Une nouvelle voie vers une chimie de synthèse sûre et durable

Le CO₂ comme source d'oxygène : l'université de Bayreuth révolutionne la chimie de l'oxydation

16.06.2026
University of Bayreuth

De gauche à droite : le professeur Shoubhik Das, le Dr Yuman Qin et le Dr Peng Ren.

Les réactions d'oxydation sont indispensables à l'industrie chimique, mais du point de vue de la sécurité des procédés, elles comptent parmi les transformations les plus complexes. Une équipe de recherche de l'université de Bayreuth, en collaboration avec des partenaires internationaux, a désormais mis au point une approche fondamentalement nouvelle des réactions d'oxydation, dans laquelle le dioxyde de carbone est utilisé comme source d'oxygène pour la synthèse chimique. Cela rend la réaction à la fois plus sûre et plus durable. Les chercheurs rendent compte de cette nouvelle approche dansla revue Science.

Les processus d'oxydation ne se manifestent pas seulement dans la vie quotidienne – par exemple lorsque le fer rouille ou que des combustibles brûlent – mais sont également indispensables dans l'industrie : la transformation de molécules par oxydation permet de produire des principes actifs pharmaceutiques et des précurseurs pour les plastiques. Certains matériaux courants, tels que les peintures et les revêtements, ne durcissent que par oxydation. À l'échelle industrielle, cependant, où la sécurité et la contrôlabilité sont d'une importance capitale, les réactions d'oxydation sont évitées autant que possible car elles présentent des risques pour la sécurité. De nombreuses oxydations génèrent de la chaleur, ce qui peut entraîner ce qu’on appelle un emballement thermique, dans lequel la réaction s’accélère de manière incontrôlable et peut provoquer des incendies ou des explosions. L’utilisation de l’oxygène comme agent oxydant présente notamment un risque d’explosion. D’autres agents oxydants sont également difficiles à contrôler en raison de leurs propriétés chimiquement agressives.
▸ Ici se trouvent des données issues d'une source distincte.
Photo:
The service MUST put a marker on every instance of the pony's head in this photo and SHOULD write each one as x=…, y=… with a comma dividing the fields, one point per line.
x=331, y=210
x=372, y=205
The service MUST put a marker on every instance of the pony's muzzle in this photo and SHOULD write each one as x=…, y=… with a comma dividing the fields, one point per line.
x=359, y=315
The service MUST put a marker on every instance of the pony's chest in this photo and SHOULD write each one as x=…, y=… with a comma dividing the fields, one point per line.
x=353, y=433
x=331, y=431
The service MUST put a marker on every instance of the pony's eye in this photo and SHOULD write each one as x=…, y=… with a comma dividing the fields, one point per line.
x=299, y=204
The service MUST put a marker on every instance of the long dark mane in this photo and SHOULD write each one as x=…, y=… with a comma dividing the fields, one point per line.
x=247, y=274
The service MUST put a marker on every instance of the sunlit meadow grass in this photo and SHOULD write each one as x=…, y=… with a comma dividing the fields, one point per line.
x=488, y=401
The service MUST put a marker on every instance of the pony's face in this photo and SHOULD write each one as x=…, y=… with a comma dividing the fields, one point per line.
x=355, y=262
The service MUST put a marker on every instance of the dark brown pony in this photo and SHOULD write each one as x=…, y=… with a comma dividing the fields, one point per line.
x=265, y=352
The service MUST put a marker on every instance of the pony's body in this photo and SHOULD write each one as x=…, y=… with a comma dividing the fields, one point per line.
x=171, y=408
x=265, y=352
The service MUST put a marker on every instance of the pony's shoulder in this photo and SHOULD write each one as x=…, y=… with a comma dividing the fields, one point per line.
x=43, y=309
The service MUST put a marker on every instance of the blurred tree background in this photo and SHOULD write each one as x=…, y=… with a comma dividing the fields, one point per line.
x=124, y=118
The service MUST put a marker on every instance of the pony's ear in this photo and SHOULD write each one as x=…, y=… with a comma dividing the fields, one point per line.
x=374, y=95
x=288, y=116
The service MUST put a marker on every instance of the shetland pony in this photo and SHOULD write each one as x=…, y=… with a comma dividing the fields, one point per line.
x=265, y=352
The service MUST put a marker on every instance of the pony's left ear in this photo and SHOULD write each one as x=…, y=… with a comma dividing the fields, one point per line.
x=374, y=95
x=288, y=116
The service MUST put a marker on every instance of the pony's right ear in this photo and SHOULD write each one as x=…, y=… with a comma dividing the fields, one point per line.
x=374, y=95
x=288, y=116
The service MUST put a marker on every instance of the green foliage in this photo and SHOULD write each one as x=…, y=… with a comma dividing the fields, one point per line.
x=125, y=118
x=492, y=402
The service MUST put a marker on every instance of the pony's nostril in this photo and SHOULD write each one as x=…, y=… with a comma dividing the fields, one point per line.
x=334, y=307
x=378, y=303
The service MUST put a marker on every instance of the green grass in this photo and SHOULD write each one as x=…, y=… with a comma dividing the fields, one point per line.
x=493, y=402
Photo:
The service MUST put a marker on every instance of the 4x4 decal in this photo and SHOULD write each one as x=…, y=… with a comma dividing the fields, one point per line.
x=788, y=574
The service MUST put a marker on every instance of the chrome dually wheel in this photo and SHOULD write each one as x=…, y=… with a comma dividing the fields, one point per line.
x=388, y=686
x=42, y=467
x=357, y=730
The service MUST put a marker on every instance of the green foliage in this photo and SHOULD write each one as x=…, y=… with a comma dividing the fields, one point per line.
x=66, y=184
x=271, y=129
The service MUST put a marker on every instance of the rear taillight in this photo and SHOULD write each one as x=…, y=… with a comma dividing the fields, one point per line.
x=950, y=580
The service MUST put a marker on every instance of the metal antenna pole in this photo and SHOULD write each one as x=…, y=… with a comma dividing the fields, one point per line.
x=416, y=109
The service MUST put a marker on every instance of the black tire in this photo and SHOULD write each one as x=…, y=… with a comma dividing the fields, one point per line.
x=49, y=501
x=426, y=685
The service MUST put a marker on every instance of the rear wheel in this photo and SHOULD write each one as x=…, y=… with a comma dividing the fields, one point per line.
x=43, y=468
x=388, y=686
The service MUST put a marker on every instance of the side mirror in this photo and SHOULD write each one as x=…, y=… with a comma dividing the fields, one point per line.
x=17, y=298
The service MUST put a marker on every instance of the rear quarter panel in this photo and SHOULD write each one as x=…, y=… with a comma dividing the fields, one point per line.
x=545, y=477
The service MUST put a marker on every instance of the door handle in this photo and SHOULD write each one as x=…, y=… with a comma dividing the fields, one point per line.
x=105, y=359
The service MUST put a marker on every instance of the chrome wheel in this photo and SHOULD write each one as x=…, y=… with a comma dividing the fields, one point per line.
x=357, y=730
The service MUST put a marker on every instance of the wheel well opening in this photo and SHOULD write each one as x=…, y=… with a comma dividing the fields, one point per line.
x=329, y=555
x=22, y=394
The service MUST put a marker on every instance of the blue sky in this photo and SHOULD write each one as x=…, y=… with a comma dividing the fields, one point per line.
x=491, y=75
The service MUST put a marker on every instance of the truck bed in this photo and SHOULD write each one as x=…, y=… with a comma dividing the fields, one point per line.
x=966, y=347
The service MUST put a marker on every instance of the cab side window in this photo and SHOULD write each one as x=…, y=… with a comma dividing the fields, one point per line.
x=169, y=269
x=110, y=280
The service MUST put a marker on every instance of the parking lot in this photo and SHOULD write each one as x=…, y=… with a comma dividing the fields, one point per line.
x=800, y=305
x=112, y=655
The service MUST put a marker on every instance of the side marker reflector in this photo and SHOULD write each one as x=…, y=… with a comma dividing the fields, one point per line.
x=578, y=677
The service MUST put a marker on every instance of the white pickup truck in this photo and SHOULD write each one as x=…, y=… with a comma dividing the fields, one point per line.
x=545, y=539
« Dans ce contexte, nous avons développé une nouvelle approche dans laquelle le dioxyde de carbone sert de source d’oxygène pour les réactions d’oxydation. Cette avancée transforme le CO₂ d’un gaz à effet de serre purement inerte en un réactif de synthèse précieux », explique le professeur Shoubhik Das, titulaire de la chaire de chimie organique I à l’université de Bayreuth et auteur principal de l’étude. Dans leurs travaux, les chercheurs démontrent pour la première fois l’existence d’un système de transfert d’oxygène photo-activé qui utilise directement le CO₂ pour le clivage oxydatif des alcènes dans des conditions ambiantes. De nombreux plastiques sont dérivés d’alcènes, ce qui confère à ces substances une importance capitale pour l’industrie. « Grâce à un photocatalyseur hétérogène robuste à base de fer, la réaction se déroule à température ambiante et à pression normale, sans recours à des agents oxydants dangereux ni à de l’oxygène sous pression. Cela rend la réaction plus sûre que les oxydations conventionnelles », explique M. Das. La nature photocatalytique de la réaction rend également cette approche économe en énergie.

« Au-delà de la mise au point d’une nouvelle réaction, notre approche ouvre la voie à des procédés d’oxydation qui répondent aux exigences croissantes en matière de sécurité industrielle, de durabilité et de production verte. En fin de compte, nos recherches contribuent à un avenir dans lequel les transformations chimiques fondamentales sont développées en tenant compte de la sécurité, de la durabilité et de la responsabilité environnementale », déclare Das.

Cette étude est le fruit d’une collaboration internationale entre l’université de Bayreuth, l’Institut Leibniz de catalyse, l’Institut CNR de chimie des composés organométalliques, l’Institut CNR des procédés chimiques et physiques, l’université de Stockholm, l’université Jagellonne, le Laboratoire national de catalyse à faible émission de carbone et d’utilisation du dioxyde de carbone, et le Politecnico di Milano. Ces travaux ont été financés par une subvention du DTU (2035-00147B) et un financement de démarrage de l’université de Bayreuth.

Note: Cet article a été traduit à l'aide d'un système informatique sans intervention humaine. LUMITOS propose ces traductions automatiques pour présenter un plus large éventail d'actualités. Comme cet article a été traduit avec traduction automatique, il est possible qu'il contienne des erreurs de vocabulaire, de syntaxe ou de grammaire. L'article original dans Anglais peut être trouvé ici.